Is Sinch HIPAA compliant?
HIPAA rules apply to “covered entities” and their “business associates.” A “covered entity” is a health plan, a clearinghouse, or a health care provider; a “business associate” is someone engaged by a covered entity to help carry out health care activities and functions that involve PHI. Both covered entities and business associates need to comply with HIPAA privacy rules.
Sinch is neither a covered entity nor a business associate, so our services and networks do not comply with HIPAA rules.

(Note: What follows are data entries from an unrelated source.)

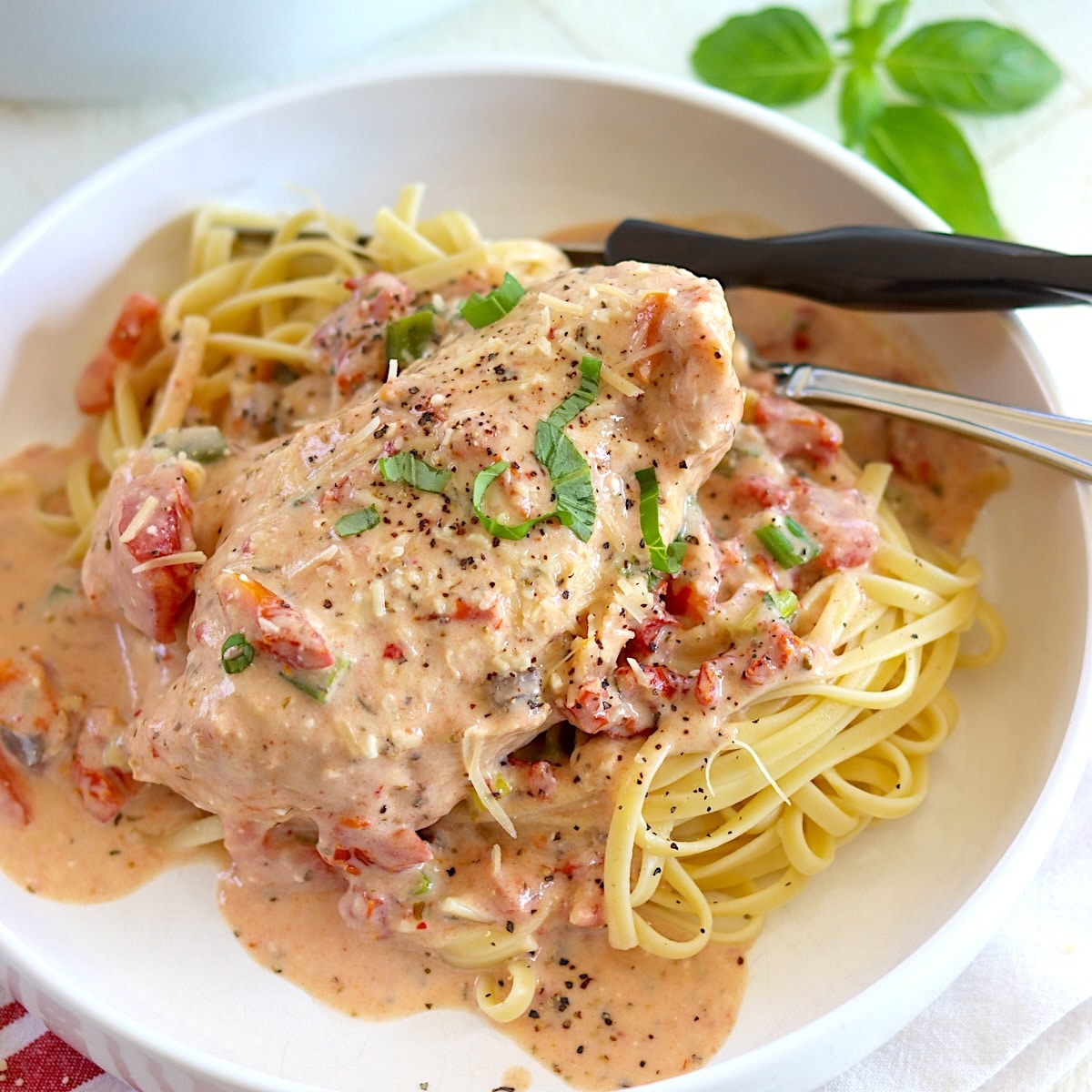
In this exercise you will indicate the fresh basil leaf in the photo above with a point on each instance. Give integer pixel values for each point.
(409, 337)
(236, 654)
(356, 523)
(861, 103)
(498, 529)
(775, 57)
(665, 557)
(924, 151)
(415, 472)
(865, 39)
(581, 398)
(480, 310)
(571, 478)
(972, 66)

However, there is an exception called the “conduit” exception, promoted by the HHS which applies to companies transmitting PHI, stating that a Business Associate Agreement (BAA) is not necessary when “a person or organization that acts merely as a conduit for protected health information, for example the US Postal Service, certain private couriers, and their electronic equivalents.”
The HHS goes on to clarify this exception, stating that “entities that act as mere conduits for the transport of PHI, but do not access the information other than on a random or infrequent basis are not seen as business associates.” We believe that Sinch falls under the “conduit” exception.
If you are either a covered entity or a business associate, we strongly encourage you to consult with legal counsel to ensure your use of our network complies with any HIPAA obligations you may have. If you are uncertain, you should avoid transmitting PHI directly over our networks in a way that could be accessed by someone other than the patient or their healthcare provider.
How can I design my applications to use the Sinch platform while maintaining HIPAA compliance?
Some techniques that our clients have used are as follows:
- Send a unique link (URL) to a page within a Text message pointing to the PHI data you wish to share. The page linked to should be encrypted and ideally behind a secure portal that requires user authentication before access is allowed
- Send generic reminders or communications that do not reveal any PHI information, e.g., “It’s flu season— have you gotten your flu shot?”
- Request the patient contact a call-center from a fixed line to enable verification of identity before going ahead
- Enable two-factor authentication on your portal, to allow a text message to be sent, or a phone call to be made containing a unique code that the patient can use to access their PHI
- Ensure that your application never transmits PHI over unencrypted channels including Voice, Video or Text
For more information on HIPAA privacy rules, we encourage you to visit the Department of Health and Human Services websites using the following links:
Please note that this information is provided solely as a courtesy, and constitutes a high-level summary of HIPAA, which is a complex statutory framework with numerous regulations enacted pursuant to that framework. This information is not legal advice and Sinch does not provide legal advice, or offer to interpret applicable law on behalf of its customers. Sinch strongly encourages you to seek the advice and consultation of a licensed attorney who specializes in HIPAA in order to ensure that your use of the Sinch services is in compliance with HIPAA and other applicable law.